Traction Alopecia – This type of non-scarring hair loss is caused by mechanical pulling on the hair long enough that the hair dies. This is most classically seen in the temples in African-American women who braid or pull their hairs tightly. It can also be seen in Sikh men who wear their hairs tightly turned into a knot under a turban. With adequate donor hair to cover the loss, this condition is very treatable with hair transplant surgery.

Transection – This describes the inadvertent cutting through of a hair shaft usually during harvesting of hairs during a hair transplant procedure whether via the FUE (See FUE) or the FUT (See FUT) method. Transected hairs typically have a lower chance of survival, especially if the dermal papilla (See Dermal Papilla) or the bulge (See Bulge) regions are lost.

Trichophytic Closure – This type of wound closure following FUT (See FUT) donor harvesting involves removing 1 mm of epidermis (outer skin) along the bottom wound edge, which allows for hair from this denuded line to grow through the scar to make it much harder to see.

Trichotillomania – This psychological condition is a type of obsessive-compulsive disorder (OCD) in which an individual compulsively pulls one’s own hair out. If the condition is stable and well treated by a psychiatrist with appropriate medications, hair transplant surgery could be an option.

Vellus Hairs – These hairs are the tiny, wispy, transparent hairs, which are also known as miniaturized hairs, that are observed in the intermediate phase of a patterned hair loss (See Female-Pattern Hair Loss and Male-Pattern Hair Loss). Terminal hairs (See Terminal Hairs) become vellus hairs, which then over time can be entirely lost leading to partial or complete baldness.

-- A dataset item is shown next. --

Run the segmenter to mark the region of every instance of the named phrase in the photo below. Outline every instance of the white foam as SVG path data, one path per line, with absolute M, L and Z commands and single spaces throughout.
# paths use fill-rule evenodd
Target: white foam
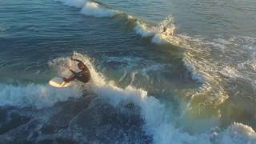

Vertex – This is another name for the crown of the head. The crown describes the posterior part of the head that falls on the vertical plane of the scalp, and a crown transplant can be undertaken in the appropriate candidate.

Vertex Transition Zone (Point) – This describes the semilunar (arced) line between the midscalp and the crown of the head, i.e., the transition from the horizontal to the posterior plane of the scalp. This can mark the anterior limit of a crown hair transplant or the posterior limit of a frontal hair transplant.

Whorl – This describes the circular direction of hairs that are usually present in the crown but may also be observed in certain hairlines like female hairlines or in other regions of the scalp.